Ok, I downloaded the third book.

I realized that, aside from wanting some trashy reading on my vacation, I needed to know what this whole thing was about. Yeah, I’ve been bitching from the sidelines and yammering on and on about how stupid this all is, but the truth is that I was echoing sentiments of others. And it seemed unfair for me to complain about something I hadn’t read a single line of.

I’m now halfway through the third book and I’ve gotta tell you . . . this stuff is disturbing.

Not because of the whole vampire-werewolf supernatural blah blah blah. And not because it’s fluff. But because of how it portrays female sexuality.

These books are about abstinence, first of all. Edward won’t sleep with Bella until they’re married. Which, hey, I’m not against abstinence. Girls, don’t sleep with people until you’re old enough to know what you’re doing and can give legal consent. I’m all for that. So you want to veil an abstinence lesson in these terms? Go ahead.

What bothers me most is that it’s providing a view of female sexuality as dangerous and abnormal. As something to be avoided at all costs.

Stick with me here.

Bella kisses Edward, and he constantly pulls away. Why? Because he might snap and kill her. And when she has a normal, hormonal reaction, such as, I don’t know, wanting to kiss him a little more or wanting to maybe get a little frisky, he chastises her. I’m completely serious. In this world, completely normal sexual urges put a girl in a position to die.  While Edward might be battling her temptation, Bella is working hard not to be a temptation in the first place by denying what she wants.

On the other hand, when she’s around Jacob (the werewolf) who she could ostensibly be sexual around, she has to avoid making him too angry or he could hurt her.
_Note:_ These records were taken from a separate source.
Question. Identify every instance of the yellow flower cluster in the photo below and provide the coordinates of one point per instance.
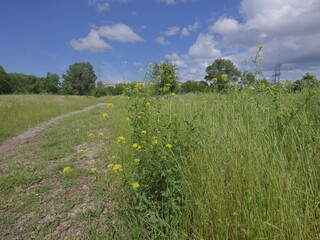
(110, 105)
(136, 146)
(67, 170)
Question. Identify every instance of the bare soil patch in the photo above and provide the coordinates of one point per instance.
(11, 143)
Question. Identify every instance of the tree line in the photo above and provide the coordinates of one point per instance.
(80, 79)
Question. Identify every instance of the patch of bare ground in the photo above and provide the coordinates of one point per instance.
(63, 212)
(12, 143)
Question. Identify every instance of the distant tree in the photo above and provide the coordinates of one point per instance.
(165, 77)
(79, 80)
(192, 86)
(52, 83)
(248, 77)
(221, 72)
(100, 90)
(308, 80)
(5, 83)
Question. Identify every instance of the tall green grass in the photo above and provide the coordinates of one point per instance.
(19, 112)
(242, 166)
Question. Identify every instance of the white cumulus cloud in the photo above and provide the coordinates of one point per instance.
(204, 48)
(162, 41)
(168, 2)
(172, 31)
(287, 28)
(119, 32)
(92, 42)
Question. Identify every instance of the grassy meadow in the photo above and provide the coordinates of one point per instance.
(19, 112)
(197, 166)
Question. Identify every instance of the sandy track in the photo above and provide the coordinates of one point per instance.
(11, 143)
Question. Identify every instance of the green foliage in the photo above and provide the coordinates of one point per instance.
(221, 72)
(5, 83)
(248, 77)
(79, 79)
(100, 90)
(193, 87)
(235, 168)
(165, 77)
(52, 83)
(306, 82)
(19, 112)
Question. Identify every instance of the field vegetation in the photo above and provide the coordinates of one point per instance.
(216, 159)
(19, 112)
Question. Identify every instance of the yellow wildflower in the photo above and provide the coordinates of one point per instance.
(67, 169)
(110, 105)
(135, 185)
(168, 145)
(121, 140)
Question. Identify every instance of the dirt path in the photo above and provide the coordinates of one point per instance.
(11, 143)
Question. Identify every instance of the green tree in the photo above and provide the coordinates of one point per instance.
(52, 83)
(248, 77)
(100, 90)
(79, 80)
(165, 77)
(221, 72)
(5, 83)
(307, 81)
(192, 86)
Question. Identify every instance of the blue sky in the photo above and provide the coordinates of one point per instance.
(119, 36)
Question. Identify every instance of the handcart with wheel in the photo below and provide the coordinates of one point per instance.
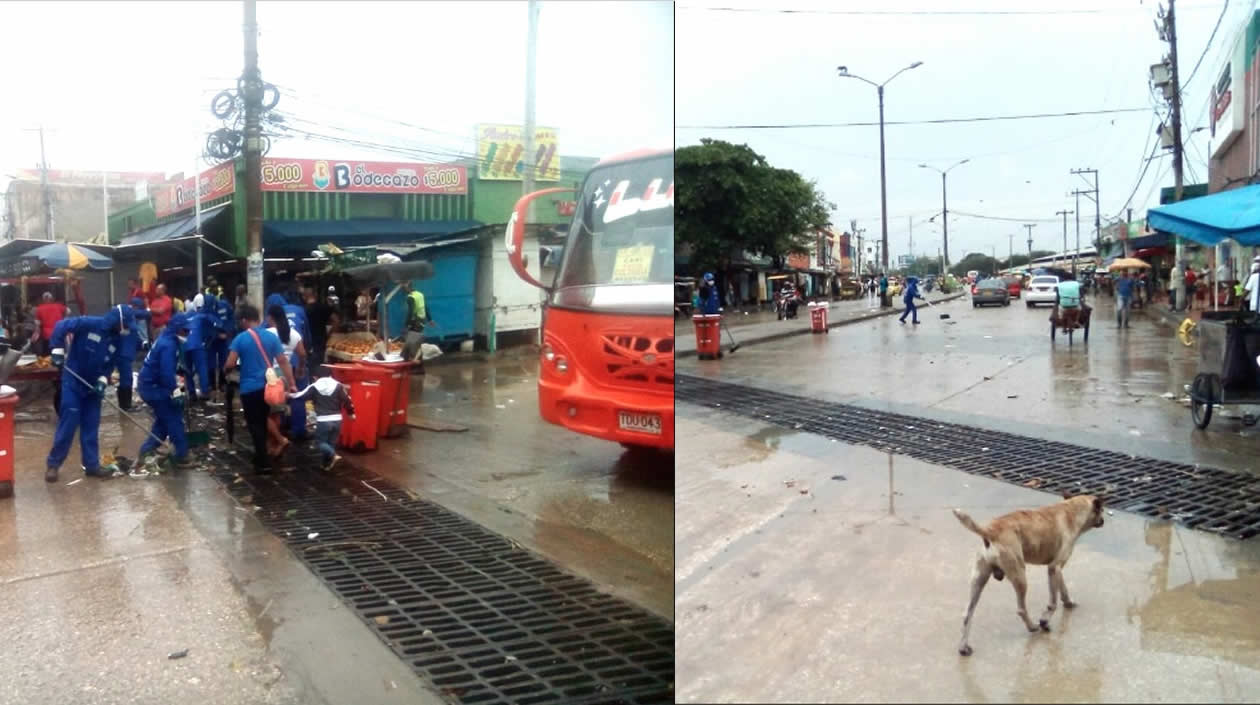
(1229, 372)
(1069, 321)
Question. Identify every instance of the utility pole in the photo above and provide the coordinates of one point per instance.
(252, 95)
(1168, 33)
(531, 69)
(49, 232)
(1093, 194)
(1065, 214)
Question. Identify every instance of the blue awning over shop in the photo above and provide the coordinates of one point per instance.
(178, 228)
(1232, 214)
(358, 232)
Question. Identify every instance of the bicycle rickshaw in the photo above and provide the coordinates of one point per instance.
(1227, 368)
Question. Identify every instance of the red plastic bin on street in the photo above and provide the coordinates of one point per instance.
(395, 394)
(362, 432)
(8, 408)
(708, 335)
(818, 316)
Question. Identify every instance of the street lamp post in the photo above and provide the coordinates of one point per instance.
(944, 205)
(843, 72)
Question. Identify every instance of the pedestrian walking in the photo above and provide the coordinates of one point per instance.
(909, 300)
(256, 350)
(710, 304)
(83, 384)
(297, 321)
(159, 388)
(1123, 300)
(330, 400)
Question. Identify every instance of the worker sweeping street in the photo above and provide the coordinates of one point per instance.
(200, 327)
(159, 388)
(710, 304)
(296, 316)
(909, 300)
(83, 383)
(125, 353)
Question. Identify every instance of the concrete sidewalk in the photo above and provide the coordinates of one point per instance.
(762, 326)
(844, 578)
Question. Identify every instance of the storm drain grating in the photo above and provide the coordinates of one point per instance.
(1200, 497)
(471, 612)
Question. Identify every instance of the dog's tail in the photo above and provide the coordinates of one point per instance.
(970, 524)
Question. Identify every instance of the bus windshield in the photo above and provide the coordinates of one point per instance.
(619, 256)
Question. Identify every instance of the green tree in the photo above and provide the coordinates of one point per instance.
(730, 200)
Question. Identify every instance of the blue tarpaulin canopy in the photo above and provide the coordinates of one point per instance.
(1232, 214)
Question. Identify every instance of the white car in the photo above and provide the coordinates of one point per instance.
(1042, 288)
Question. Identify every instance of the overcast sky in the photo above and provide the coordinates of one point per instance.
(773, 68)
(127, 86)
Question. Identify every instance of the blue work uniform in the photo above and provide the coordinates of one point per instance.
(296, 316)
(158, 383)
(223, 334)
(88, 356)
(125, 353)
(200, 327)
(909, 300)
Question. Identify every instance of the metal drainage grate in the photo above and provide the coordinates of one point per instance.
(1198, 497)
(475, 614)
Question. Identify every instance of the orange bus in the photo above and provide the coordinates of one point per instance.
(606, 364)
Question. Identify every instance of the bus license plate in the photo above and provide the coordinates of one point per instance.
(643, 423)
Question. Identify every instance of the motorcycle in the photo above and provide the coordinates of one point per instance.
(786, 304)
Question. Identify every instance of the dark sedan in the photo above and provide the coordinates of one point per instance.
(990, 291)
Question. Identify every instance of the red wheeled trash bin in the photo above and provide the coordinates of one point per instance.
(8, 408)
(362, 432)
(708, 335)
(395, 394)
(818, 316)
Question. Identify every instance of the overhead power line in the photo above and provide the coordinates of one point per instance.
(944, 13)
(939, 121)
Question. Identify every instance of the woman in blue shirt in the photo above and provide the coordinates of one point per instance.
(247, 349)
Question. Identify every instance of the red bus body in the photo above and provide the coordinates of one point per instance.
(606, 365)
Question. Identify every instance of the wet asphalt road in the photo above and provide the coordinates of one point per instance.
(842, 574)
(997, 368)
(103, 579)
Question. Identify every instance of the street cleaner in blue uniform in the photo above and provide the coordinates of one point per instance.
(83, 383)
(296, 316)
(909, 300)
(125, 353)
(159, 388)
(200, 329)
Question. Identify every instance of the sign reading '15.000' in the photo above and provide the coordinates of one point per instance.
(363, 176)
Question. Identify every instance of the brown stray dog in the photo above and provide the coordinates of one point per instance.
(1040, 536)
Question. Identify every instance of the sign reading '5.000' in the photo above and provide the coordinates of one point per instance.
(363, 176)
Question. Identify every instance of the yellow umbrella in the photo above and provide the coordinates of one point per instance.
(1128, 263)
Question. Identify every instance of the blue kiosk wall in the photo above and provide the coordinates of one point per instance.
(449, 295)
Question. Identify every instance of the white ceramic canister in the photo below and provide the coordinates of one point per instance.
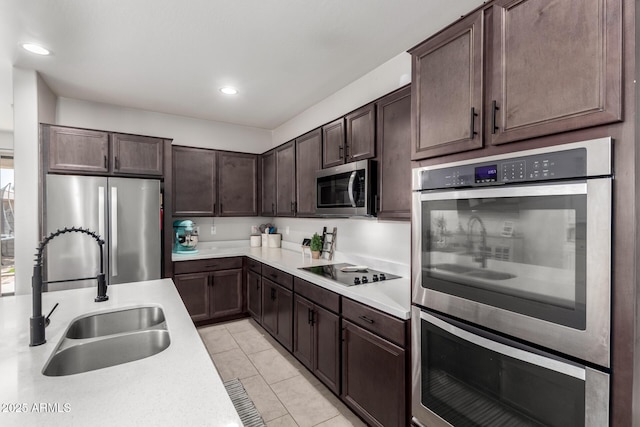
(274, 240)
Again, I’m completely serious. She’s even shown a consequence of this when she meets a woman, Emily, with scars across her face from the time she was too close to her own werewolf boyfriend and he changed, lashed out, and mauled her.

The lessons aren’t too hard to interpret: Don’t be tempting. Don’t have sexual urges. Don’t make these men angry. Dire results will follow.
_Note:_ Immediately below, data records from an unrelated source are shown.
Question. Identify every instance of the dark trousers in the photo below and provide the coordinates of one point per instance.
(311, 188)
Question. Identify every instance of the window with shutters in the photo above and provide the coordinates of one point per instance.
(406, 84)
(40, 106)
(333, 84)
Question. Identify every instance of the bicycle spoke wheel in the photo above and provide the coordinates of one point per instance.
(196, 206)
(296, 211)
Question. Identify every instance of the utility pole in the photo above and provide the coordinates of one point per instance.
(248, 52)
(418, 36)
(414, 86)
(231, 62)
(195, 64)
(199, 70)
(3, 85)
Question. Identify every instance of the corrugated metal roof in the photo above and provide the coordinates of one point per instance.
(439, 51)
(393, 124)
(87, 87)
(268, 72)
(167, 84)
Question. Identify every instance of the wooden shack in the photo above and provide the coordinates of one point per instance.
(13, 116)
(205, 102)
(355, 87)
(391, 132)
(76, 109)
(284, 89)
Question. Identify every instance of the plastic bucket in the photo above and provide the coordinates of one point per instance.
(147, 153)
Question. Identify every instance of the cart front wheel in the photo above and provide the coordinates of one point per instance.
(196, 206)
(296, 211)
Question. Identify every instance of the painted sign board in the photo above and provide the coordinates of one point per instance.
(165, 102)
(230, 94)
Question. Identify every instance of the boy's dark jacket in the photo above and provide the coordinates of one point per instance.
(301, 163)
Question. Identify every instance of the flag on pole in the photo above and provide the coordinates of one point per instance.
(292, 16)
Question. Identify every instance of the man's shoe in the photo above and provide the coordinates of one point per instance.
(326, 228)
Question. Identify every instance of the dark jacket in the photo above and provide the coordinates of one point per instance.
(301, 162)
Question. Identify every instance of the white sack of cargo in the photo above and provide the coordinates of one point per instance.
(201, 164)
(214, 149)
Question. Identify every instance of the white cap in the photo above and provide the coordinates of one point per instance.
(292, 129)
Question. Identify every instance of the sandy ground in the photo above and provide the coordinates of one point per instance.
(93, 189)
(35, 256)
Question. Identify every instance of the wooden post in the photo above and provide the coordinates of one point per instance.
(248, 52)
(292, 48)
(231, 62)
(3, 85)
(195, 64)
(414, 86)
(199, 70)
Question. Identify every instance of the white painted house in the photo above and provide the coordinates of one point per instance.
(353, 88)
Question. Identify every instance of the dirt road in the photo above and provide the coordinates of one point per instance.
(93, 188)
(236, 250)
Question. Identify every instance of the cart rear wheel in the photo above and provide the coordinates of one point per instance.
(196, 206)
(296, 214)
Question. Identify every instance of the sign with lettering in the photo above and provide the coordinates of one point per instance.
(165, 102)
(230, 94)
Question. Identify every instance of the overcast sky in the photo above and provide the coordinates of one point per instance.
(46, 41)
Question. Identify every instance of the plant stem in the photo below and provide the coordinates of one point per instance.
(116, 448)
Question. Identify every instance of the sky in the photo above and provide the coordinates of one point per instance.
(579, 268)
And if physical death isn’t what befalls you, then emotional death will occur. Edward leaves Bella for her own good, and she shuts down for months. Meyers even sets up the chapters this way: Each chapter has the name of a month, followed by a blank page. Bella becomes a mindless zombie who can’t even sleep or breathe correctly without the object of her obsession present. This is what happens when you orient your entire life around one thing and that thing leaves. You are left as a shell of yourself and your life becomes as empty as those pages.

Lastly, we have the control issue. Edward doesn’t want Bella to see Jacob (there’s a whole vampire vs werewolf thing). And so when he leaves town for a weekend and realizes that Bella may get a little rebellious and sneak out to see Jacob, he bribes his sister to kidnap her and keep her hostage at a “slumber party” for two days. Again, I’m not even joking. And Bella is mad at this, yes she is! But not for long, because she loves Edward and realizes that he’s only trying to protect her the best he knows how. Mkay.

This is what all these young girls are reading, learning, and obsessing over. Yes, the writing is not great and that’s certainly a separate issue. It’s easy to get caught up in the drama of the books and the overwrought emotions and romance. I understand the appeal, especially to pre- and early-teen girls, because it’s all about angst and longing with little to no payoff.

But I find these books dangerous. They are presenting women in a light that I find offensive and insulting, but wrapping it up in terms of true love, soul mates, and the supernatural. You have to take a step back and look at what keeps happening in the stories. The lessons presented here smack of pre-feminist bullshit, couching everything in terms of how it might affect men.

Stephanie Meyers, I may have purchased your books, but I ain’t buying it.

**I’m perfectly aware that this very view has probably been written about and discussed somewhere like Jezebel. I’m going to go and read some of it now.




4 responses

29 12 2009
Anna von Beaverpuppet

Wait’ll you read the fourth.

29 12 2009

Yes your (and my own) view has been expressed already elsewhere, but that doesn’t make you saying it any less important! It’s appalling that entering the second decade of the 21st century, we’re still dealing with these harmful arbitrary mores being tossed at our young girls (even in veiled ways). The Twilight books are disempowering to women not only because they present female sexuality as something to be feared, but also because they uphold an abusive relationship as something to be desired. The more people say this, the greater chance it’ll finally sink in to one of these fangirls.

1 01 2010

Agree with AnnaVonB–the 4th will really gross you out/piss you off. The creepy stalking in book 1 (well, all the books, probably–tried to block out much of the story) by Edward was also disturbing.

Oh, and I was a product of a strict abstinence upbringing (and did not rebel but remained a virgin until I got married) and it led to me crying on my wedding night–before we’d even done the deed. I didn’t even have these crap books to screw up my mind even more.

14 01 2010

Wow, I knew there were a lot of reasons for avoiding these books (sadly, watched the 1st movie at home – drunk) but WOW, that right there is scary stuff. And I’m shocked that the writing is poorly done! SHOCKED! I’m a True Blood (T.V.) fan, but the books (writing wise) are not worth the read if you’ve already seen the show.